Une personne sélectionnée pourra refuser de participer
En premier lieu, la durée de limitation provisoire ne pourra finalement pas excéder deux heures pour un même usager, contre quatre heures dans la version initiale. Ensuite, a été introduite une option d'« opt-out », c'est-à-dire la possibilité pour certains clients sélectionnés de se retirer de l'expérimentation s'ils le souhaitent. Ce qui permettra notamment aux personnes les plus fragiles (pour lesquelles une information spécifique pourra être mise en place en s'appuyant sur les associations et relais locaux) de se soustraire du fameux test.
« Ce refus [devra être] adressé au gestionnaire du réseau de distribution [Enedis, ndlr] au moyen d'un formulaire établi par ce dernier, pouvant être un formulaire en ligne, au moins huit jours avant la date à laquelle l'expérimentation sera le cas échéant mise en œuvre », précise le document.
Enfin, une disposition prévoyant une « prime » d'un montant de dix euros pour les clients participant à l'expérimentation a été ajoutée. Ce versement sera effectué par Enedis « par l'intermédiaire des fournisseurs », dans un délai de « trois mois à compter de la date de mise en œuvre de l'expérimentation ».
Par ailleurs - et cette fois, ce n'est pas nouveau -, Enedis, devrait « informer les clients résidentiels identifiés comme patients à haut risque vital » de l'expérimentation et ne pas appliquer la limitation de soutirage à leurs points de livraison, précise le projet de décret.
« La DGEC [direction générale de l'énergie et du climat, ndlr] a échangé avec plusieurs associations de santé et de représentants des personnes malades pour évaluer si l'exclusion initialement prévue des patients à haut risque vital était suffisante ou pas », explique Mathias Lafont, directeur Usages et territoire à l'UFE.
Enedis préviendrait en amont tous les clients susceptibles d'être concernés dans une zone géographique donnée, lesquels pourraient donc faire partie, in fine, des 200.000 personnes sélectionnées. Lors du fameux test, ces derniers pourraient maintenir branchés leurs « équipements clés » (réfrigérateur, congélateur, recharge d'un téléphone), mais verraient leur consommation limitée, ce qui exclurait l'utilisation d'appareils trop énergivores comme le chauffage.
Un mécanisme activé en « dernier recours »
Ainsi, l'objectif sera toujours de « déterminer s'il est possible techniquement de mettre en œuvre une nouvelle mesure hors marché [...] si la disponibilité des moyens de production d'électricité est moindre », peut-on lire dans le document. Et ce, pour « réduire ou éviter le recours au délestage », c'est-à-dire l'organisation de coupures d'électricité localisées et réparties sur le territoire.
« L'idée, c'est que certains clients soient forcés de consommer un peu moins, plutôt que de devoir éteindre complètement la lumière à un endroit », précisait en octobre une source proche du dossier.
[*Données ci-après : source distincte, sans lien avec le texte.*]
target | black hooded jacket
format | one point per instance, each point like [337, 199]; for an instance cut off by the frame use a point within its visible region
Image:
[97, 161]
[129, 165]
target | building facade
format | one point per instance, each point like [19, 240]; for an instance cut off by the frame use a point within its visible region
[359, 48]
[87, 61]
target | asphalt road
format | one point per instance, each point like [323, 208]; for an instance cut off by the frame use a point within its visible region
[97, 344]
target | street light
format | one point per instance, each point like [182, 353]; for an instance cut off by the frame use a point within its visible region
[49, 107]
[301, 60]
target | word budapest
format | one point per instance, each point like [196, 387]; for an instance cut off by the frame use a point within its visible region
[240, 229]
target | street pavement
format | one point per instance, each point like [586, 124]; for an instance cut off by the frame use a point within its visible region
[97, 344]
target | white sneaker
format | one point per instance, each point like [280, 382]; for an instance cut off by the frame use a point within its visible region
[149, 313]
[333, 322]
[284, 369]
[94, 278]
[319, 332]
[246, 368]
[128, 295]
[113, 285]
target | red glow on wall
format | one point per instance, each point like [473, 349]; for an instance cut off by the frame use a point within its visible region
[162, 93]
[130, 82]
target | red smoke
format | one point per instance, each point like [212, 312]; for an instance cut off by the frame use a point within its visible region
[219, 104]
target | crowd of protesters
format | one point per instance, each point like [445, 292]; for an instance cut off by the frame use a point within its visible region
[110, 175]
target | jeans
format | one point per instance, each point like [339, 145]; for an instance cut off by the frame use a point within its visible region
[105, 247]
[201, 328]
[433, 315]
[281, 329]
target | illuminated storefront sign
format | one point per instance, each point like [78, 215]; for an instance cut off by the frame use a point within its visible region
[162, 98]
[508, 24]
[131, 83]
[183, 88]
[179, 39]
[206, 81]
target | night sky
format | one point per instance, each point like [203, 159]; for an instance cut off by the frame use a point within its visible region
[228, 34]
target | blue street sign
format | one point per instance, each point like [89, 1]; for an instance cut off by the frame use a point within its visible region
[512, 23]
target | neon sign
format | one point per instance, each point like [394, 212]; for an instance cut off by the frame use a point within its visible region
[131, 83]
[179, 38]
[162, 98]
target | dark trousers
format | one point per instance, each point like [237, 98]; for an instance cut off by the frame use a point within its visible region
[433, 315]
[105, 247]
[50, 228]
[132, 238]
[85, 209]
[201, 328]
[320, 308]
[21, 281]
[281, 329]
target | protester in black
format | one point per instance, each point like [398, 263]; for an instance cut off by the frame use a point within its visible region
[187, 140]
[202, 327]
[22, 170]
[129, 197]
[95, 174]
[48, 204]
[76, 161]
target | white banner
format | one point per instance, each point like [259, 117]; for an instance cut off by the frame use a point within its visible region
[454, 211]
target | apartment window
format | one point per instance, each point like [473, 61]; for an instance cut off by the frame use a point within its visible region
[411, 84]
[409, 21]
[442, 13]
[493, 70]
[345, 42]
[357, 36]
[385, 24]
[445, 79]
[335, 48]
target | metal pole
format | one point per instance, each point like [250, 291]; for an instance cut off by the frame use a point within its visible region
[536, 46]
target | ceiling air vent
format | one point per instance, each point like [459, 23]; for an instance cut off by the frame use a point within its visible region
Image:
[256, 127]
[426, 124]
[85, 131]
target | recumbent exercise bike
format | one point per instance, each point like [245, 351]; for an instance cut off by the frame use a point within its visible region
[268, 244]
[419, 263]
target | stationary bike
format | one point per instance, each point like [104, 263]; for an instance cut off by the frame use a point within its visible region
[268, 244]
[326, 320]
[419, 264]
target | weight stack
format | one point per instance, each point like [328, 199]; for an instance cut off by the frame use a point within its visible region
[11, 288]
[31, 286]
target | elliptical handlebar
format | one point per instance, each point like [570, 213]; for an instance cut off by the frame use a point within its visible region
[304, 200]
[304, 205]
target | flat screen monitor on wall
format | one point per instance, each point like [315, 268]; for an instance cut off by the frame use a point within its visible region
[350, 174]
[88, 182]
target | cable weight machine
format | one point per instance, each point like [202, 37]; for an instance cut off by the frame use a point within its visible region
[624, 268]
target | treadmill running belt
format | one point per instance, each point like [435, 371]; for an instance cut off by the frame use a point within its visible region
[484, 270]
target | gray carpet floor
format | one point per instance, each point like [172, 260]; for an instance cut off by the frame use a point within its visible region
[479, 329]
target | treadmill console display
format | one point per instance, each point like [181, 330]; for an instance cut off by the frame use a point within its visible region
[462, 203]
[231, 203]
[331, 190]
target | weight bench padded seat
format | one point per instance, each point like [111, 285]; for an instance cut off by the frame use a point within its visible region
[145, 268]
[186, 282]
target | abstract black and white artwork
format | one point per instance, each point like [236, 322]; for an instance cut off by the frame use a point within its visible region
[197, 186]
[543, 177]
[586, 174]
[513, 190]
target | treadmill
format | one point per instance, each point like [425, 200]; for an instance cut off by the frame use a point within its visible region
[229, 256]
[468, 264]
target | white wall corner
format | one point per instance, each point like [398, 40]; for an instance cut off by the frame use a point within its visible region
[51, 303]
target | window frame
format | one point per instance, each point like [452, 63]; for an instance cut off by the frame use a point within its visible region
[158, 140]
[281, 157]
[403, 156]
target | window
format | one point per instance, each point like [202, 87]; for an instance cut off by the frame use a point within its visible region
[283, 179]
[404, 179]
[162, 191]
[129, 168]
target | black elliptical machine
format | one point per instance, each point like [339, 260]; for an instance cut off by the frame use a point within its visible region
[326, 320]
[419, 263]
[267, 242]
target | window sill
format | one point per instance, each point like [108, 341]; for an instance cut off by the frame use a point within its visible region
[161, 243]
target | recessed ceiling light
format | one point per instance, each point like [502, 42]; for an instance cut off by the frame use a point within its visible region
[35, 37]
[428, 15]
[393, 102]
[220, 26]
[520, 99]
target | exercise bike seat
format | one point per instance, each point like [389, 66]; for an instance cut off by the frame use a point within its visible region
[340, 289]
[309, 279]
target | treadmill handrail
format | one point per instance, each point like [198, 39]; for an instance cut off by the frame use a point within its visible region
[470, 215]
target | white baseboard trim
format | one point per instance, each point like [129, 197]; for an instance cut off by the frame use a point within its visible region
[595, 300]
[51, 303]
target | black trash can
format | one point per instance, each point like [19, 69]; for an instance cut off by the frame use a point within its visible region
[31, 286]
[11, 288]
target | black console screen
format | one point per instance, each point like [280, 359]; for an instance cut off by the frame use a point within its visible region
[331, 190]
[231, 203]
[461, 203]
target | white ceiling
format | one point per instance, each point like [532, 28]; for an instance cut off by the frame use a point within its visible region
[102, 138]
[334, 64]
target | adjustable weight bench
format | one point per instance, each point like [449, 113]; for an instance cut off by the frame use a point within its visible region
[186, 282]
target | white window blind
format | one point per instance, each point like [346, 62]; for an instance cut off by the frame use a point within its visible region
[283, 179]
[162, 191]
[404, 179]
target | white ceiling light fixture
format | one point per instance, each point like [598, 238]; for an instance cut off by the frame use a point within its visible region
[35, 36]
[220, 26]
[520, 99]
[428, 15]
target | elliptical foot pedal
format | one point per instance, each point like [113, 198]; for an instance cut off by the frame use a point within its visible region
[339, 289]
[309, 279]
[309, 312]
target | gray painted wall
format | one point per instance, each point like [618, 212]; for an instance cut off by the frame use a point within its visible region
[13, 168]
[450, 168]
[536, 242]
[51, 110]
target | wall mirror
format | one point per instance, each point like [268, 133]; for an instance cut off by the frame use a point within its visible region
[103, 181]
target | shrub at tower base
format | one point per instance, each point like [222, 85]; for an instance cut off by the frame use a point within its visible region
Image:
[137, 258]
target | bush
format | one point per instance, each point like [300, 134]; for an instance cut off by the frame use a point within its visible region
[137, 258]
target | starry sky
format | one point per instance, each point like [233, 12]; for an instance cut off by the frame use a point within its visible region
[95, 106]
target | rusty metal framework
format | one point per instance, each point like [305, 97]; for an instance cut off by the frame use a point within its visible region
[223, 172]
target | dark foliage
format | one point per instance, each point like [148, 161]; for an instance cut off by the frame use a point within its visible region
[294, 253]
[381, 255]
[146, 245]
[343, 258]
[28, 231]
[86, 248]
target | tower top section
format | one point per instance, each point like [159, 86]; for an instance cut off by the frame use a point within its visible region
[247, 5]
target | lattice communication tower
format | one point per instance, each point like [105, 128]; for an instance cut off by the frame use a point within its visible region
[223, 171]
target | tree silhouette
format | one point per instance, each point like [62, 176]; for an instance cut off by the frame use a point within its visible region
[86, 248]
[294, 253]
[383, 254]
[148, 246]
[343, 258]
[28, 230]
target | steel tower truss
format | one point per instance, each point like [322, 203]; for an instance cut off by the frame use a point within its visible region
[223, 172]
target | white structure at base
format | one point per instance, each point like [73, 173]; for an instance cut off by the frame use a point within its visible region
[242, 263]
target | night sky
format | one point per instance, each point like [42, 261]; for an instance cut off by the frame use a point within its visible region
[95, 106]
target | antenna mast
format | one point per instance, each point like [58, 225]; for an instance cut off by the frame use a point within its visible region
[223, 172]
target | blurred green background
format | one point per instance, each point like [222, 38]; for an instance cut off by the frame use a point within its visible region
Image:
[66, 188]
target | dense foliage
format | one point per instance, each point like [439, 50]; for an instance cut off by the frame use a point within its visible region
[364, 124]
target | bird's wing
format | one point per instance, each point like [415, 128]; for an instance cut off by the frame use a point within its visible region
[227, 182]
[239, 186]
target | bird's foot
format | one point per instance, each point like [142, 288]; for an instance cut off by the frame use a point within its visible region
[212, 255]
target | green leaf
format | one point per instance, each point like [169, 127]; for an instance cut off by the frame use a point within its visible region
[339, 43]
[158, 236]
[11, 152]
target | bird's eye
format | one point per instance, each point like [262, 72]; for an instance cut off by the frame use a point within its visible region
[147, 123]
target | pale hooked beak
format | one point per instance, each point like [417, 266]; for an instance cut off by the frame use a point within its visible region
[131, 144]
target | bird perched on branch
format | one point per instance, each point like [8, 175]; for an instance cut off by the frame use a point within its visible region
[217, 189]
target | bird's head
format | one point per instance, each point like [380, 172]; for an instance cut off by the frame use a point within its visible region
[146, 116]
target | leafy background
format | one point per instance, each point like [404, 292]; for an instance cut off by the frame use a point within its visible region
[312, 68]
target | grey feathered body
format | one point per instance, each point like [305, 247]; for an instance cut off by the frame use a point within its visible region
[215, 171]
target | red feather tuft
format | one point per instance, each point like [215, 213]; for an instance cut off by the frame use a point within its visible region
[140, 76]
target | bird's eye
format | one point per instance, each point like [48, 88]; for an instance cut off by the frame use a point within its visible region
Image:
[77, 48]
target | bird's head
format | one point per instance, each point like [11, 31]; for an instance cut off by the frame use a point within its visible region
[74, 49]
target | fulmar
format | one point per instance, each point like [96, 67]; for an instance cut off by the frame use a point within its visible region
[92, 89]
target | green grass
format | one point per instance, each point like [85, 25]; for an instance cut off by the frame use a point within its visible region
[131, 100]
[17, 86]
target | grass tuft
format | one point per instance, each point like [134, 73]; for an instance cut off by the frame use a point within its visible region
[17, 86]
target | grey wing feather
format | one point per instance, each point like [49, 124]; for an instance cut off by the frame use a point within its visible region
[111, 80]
« Si les résultats s'avéraient probants, cela pourrait constituer un nouvel outil qui ne serait, de même que les coupures programmées, activé que si tous les autres leviers étaient insuffisants pour éviter une coupure d'électricité généralisée (blackout) [...] On parle de cas de figure extrêmes, qui ne se sont jusqu'à présent jamais produits, y compris l'hiver dernier », souligne-t-on au ministère de la Transition énergétique, qui précise par ailleurs que le risque d'un éventuel écroulement ne concerne pas spécifiquement cet hiver.
« Au plus fort de la crise, on reprochait au gouvernement son manque de préparation; là, au moins, il s'organise », justifie l'UFE.
Même l'association professionnelle des fournisseurs alternatifs d'électricité et de gaz (Anode), initialement frileuse, se disait il y a quelques semaines désormais « plutôt d'accord sur le fond », tout en demandant des garanties « sur la forme ».